Like when you're subsidizing a stadium,
which is a huge decision involving a lot of money. That's a real-estate
decision contained in only one ward.
The St. Louis region
already suffers from high degree of fragmentation. From the river to
I-270, there are too many municipalities, too many sets of rules and too
many competing interests, rather than a single region trying to go in
one direction.
Sometimes there's even competition from ward-to-ward. And
that's not helpful for the future of the city.
We chuckled
about your complaint that aldermen have turned away from big ideas and
now feel "compelled to weigh in on things as petty as parking lot curb
cuts, dumpster locations, and dead cats."
But if aldermen don't help
coordinate basic city services, who will?
We have 6,000 city employees. There's plenty of people to do that stuff. And they are
doing a lot of that stuff. Right now, we have a situation where
residents feel they have to turn to the alderman to get something done.
Or they don't know who to turn to.
We're trying to change an
alderman's job description. Instead of doing the administrative stuff
and service-delivery, you want to be keeping the big picture in mind -
things like policy and oversight.
Portland, Oregon has four city
council members. Do people's trash get picked up in Portland? Yes. It's
empowering city employees to do some tasks without aldermen directly
intervening, while also empowering residents to go directly to the city
agencies when they need something.
Sounds good in theory. But about a quarter of your colleagues don't seem crazy about this transformation.
I
think what people worry about is that we won't adapt. The concern is
that those 14 [remaining aldermen] will have twice as much to do, because
we won't change anything else.
But I think is reducing the size to 14
will force other changes. We won't be able to do twice as
much, so we'll naturally gravitate toward the bigger stuff, and the
capable city employees will fill in the gap on the little things.
I guess voters have the final say, but they've rejected the idea three times before -- in 1957, 1981 and as recently as 2004! Is the mood that different now?

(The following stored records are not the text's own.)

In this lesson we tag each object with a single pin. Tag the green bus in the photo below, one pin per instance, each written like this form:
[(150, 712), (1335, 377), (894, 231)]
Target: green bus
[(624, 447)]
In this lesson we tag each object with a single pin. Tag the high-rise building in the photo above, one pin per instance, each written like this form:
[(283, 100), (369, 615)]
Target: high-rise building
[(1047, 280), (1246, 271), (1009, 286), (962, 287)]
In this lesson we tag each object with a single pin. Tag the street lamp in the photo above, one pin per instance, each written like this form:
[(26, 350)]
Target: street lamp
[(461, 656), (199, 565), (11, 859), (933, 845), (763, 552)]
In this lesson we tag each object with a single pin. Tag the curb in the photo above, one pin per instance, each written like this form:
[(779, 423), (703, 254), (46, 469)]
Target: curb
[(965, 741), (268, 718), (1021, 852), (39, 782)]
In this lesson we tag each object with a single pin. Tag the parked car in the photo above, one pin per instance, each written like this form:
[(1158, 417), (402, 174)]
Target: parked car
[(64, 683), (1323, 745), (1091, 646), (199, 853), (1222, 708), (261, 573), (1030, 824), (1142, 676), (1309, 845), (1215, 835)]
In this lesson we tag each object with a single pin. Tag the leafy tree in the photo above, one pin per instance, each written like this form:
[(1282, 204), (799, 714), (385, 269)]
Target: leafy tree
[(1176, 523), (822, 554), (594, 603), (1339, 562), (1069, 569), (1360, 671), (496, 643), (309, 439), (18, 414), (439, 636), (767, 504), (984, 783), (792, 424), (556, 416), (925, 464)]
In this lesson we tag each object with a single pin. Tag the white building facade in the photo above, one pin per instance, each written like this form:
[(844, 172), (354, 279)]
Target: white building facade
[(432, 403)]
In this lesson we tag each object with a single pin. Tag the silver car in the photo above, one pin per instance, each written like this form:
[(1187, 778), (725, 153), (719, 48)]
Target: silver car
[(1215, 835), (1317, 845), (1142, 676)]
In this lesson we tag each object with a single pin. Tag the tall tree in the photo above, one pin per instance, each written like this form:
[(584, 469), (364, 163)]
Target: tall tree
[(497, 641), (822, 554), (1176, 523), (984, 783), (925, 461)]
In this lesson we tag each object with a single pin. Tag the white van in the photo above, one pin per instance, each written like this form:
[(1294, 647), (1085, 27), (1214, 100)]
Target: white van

One big thing is that, especially in 2004, there were four referendums on same ballot. A lot of people thought it was a confusing thing to vote on.
This time, we made it very simple: We're just changing number of wards and the number of aldermen.
A lot of alderman were opposed last time; this time, we have three-fourths support.
In 2004, that was an April election. Turnout in April is much less than in November. And this November, we'll probably have 70 percent of voters casting a ballot. So we'll see what St Louis voters really think about the issue.
I mean, what do we have to lose? Is this 28-ward system so precious and so effective that we should never try anything else? Sometimes things need to adapt.
It's time to do some adapting.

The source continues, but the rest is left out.